The opinion states that scientific research depends on the exchange of ideas, knowledge and information. Where it involves the processing of personal information, it is subject to applicable law including the GDPR and Regulation 1725/2018 for EU institutions. The rules provide for some flexibility for genuine research projects that operate within an ethical framework and aim to grow society’s collective knowledge and well-being. How this special regime should operate in practice is under discussion. Some argue that the GDPR offers too much flexibility, others that the rules threaten vital research activity.
Digitisation has made generating and disseminating personal data easier and cheaper and been transformational regarding how research is carried out. The boundary between private sector research and traditional academic research is blurred, and it is increasingly difficult to distinguish research with benefits for society from research which primarily serves private interests. Corporate secrecy is a major barrier to social science research.
In the health science sector, medical research and clinical trials generally take place within an established framework of professional ethical standards. The interaction between this framework and the GDPR is being discussed within the European Data Protection Board.
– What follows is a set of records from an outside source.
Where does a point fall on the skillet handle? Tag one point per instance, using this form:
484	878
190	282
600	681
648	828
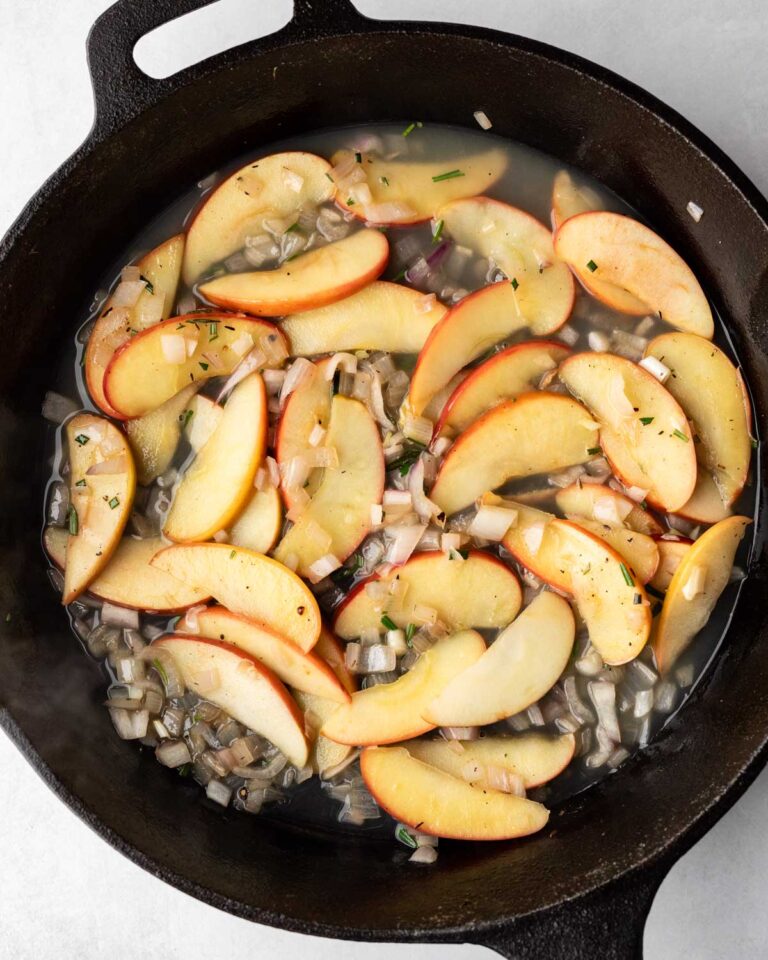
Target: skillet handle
121	89
607	924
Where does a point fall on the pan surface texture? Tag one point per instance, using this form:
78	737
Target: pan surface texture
583	888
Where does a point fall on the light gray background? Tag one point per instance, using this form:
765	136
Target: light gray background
63	892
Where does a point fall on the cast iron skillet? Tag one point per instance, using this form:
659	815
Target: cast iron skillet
582	889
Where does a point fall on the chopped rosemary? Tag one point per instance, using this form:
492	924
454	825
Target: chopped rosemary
448	175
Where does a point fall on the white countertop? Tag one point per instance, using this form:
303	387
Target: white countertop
65	893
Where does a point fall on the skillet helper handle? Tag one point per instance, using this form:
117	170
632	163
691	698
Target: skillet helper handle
607	924
121	89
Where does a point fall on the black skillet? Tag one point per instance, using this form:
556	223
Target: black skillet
583	889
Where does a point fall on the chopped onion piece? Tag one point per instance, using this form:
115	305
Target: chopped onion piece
323	567
404	540
656	368
492	523
696	583
482	118
174	347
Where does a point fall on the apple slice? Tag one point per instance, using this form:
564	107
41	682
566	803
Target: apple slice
220	479
247	583
102	482
310	280
258	525
155	436
505	376
596	501
381	316
243	687
671	553
709	389
144	372
479	592
404	192
202	419
434	802
341	506
706	505
537	433
703	574
394	711
324	754
302	671
643	431
621	252
637	549
329	648
128	580
541	300
519	667
160	269
535	757
274	187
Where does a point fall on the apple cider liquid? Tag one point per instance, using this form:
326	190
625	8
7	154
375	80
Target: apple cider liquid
423	257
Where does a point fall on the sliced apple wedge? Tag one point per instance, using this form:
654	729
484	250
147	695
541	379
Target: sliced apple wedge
310	280
155	436
394	711
324	754
160	269
618	251
274	187
329	648
434	802
671	553
596	501
153	366
535	757
341	505
695	588
258	525
537	433
202	419
638	549
243	687
247	583
709	389
519	667
505	376
128	580
643	430
300	670
416	189
481	592
220	479
539	299
381	316
102	482
706	505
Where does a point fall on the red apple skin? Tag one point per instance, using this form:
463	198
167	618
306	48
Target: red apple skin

The special regime applies the usual principles such as lawfulness, purpose limitation and data subject rights, but permits some derogations from controller obligations. This includes the presumption of compatibility of processing for scientific research purposes of data collected in commercial and other contexts, provided appropriate safeguards are in place. This flexibility assumes that research occurring within a framework of ethical oversight serves, in principle, the public interest. The accountability principle is therefore key, as it requires controllers to assess honestly and manage responsibly the risks inherent in their research projects. Such risks can be very high where, for example, organisations are processing sensitive data on health or political or religious views. Consent as a legal basis for processing must be freely-given, specific, informed and unambiguous. This differs conceptually and operationally from ‘informed consent’ of human participants in research. Such ‘informed consent’ may still serve as a safeguard in cases where consent is not appropriate as a data processing legal basis.
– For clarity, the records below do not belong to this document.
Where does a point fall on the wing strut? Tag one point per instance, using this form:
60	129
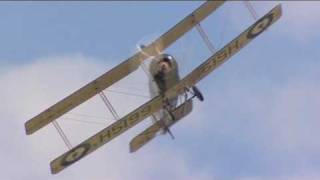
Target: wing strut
122	70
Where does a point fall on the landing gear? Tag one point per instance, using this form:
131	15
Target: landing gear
197	93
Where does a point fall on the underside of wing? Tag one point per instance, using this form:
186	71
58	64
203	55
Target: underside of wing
148	134
226	52
106	135
122	70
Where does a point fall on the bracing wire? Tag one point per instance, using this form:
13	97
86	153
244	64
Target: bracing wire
62	134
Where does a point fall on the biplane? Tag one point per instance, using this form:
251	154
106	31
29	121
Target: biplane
167	86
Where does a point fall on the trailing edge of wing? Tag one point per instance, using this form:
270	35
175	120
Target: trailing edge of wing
226	52
122	70
106	135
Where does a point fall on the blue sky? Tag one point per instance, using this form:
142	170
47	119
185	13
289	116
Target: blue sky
259	120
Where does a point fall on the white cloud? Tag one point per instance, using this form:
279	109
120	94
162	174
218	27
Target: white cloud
31	88
298	22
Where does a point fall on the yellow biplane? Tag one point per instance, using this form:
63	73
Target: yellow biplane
166	88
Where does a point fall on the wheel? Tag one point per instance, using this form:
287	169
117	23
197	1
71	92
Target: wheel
197	93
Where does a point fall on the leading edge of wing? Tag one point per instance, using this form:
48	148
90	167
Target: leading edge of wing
122	70
106	135
226	52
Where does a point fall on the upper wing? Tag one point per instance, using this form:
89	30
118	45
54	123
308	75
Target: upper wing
106	135
226	52
121	70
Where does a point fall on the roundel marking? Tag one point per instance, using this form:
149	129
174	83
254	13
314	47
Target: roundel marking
260	26
75	154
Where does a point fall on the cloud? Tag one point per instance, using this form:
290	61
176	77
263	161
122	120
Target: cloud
31	88
299	21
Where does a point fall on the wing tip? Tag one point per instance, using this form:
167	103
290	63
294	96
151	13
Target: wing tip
27	129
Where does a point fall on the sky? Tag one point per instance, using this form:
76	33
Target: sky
259	120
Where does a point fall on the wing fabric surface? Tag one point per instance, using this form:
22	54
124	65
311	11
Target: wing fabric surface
106	135
226	52
122	70
155	104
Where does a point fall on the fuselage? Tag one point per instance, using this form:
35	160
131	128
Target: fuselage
165	74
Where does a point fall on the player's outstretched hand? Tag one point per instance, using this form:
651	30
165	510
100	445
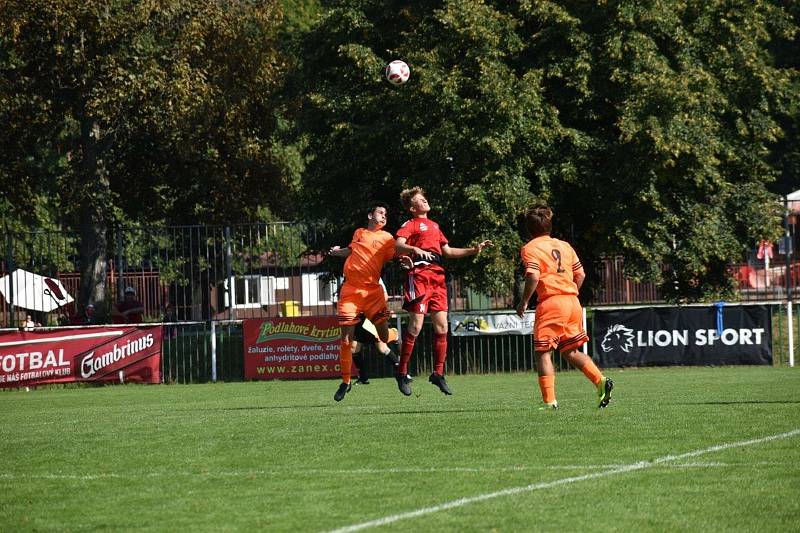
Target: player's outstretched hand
423	254
483	244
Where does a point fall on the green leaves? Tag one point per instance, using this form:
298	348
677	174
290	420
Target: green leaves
640	123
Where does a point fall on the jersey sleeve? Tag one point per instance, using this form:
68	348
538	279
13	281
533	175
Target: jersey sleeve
389	250
442	239
405	230
356	237
576	263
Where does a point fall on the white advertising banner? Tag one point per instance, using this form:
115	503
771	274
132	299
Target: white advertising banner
470	324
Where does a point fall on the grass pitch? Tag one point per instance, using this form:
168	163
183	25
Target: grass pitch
696	449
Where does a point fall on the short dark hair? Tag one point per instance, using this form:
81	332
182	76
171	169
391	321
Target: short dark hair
539	220
375	205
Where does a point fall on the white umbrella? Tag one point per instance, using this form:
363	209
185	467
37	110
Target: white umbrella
34	292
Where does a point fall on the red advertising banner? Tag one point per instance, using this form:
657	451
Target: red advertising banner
97	354
291	348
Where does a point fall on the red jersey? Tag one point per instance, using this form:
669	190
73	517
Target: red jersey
369	250
555	261
423	233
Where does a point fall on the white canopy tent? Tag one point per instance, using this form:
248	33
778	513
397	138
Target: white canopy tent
33	292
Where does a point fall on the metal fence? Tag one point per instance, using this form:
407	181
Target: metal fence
200	352
197	273
202	281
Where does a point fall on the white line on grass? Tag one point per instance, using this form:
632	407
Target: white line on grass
364	471
641	465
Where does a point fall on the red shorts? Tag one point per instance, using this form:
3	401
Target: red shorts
356	299
425	291
559	324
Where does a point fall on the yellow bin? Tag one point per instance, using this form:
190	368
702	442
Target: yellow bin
290	308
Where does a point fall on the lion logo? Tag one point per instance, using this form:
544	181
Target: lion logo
618	337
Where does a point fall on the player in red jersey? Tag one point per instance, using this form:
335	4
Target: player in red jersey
362	292
425	290
554	272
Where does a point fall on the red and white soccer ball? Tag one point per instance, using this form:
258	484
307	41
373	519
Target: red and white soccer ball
397	72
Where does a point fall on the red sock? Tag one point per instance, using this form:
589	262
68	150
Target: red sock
405	352
439	352
346	361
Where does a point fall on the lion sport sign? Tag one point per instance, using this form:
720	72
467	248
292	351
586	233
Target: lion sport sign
718	334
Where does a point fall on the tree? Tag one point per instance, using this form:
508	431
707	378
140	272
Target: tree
648	126
156	112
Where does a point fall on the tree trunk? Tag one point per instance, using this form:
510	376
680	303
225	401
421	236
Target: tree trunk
94	223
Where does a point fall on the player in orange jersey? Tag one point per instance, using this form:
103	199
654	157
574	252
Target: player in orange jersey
554	272
362	292
425	289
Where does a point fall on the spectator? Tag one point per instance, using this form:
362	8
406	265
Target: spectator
28	324
130	310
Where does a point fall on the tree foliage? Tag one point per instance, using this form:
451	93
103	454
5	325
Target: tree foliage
153	112
649	127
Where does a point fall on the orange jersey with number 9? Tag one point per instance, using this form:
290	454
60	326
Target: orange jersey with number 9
555	262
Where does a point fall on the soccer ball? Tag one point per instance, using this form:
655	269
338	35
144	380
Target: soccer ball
397	72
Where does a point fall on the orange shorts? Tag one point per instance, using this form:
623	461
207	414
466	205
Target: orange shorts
559	324
357	299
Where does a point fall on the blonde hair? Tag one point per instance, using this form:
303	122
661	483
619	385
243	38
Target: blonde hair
408	194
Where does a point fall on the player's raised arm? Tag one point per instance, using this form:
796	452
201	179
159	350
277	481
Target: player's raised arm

Scientific research serves a valuable function in a democratic society to hold powerful players to account, and this has grown in importance with as control over information flows has become concentrated in the hands of a few private global companies. Data protection obligations should not be misappropriated as a method of powerful players escaping transparency and accountability. The EDPS says that researchers operating within ethical governance frameworks should be able to access necessary API and other data, with a valid legal basis and subject to the principle of proportionality and appropriate safeguards.
The EDPS recommends intensifying dialogue between data protection authorities and ethical review boards for a common understanding of which activities qualify as genuine research. It also recommends EU codes of conduct for scientific research, closer alignment between EU research framework programmes and data protection standards, and a debate on the circumstances in which access by researchers to data held by private companies can be based on public interest.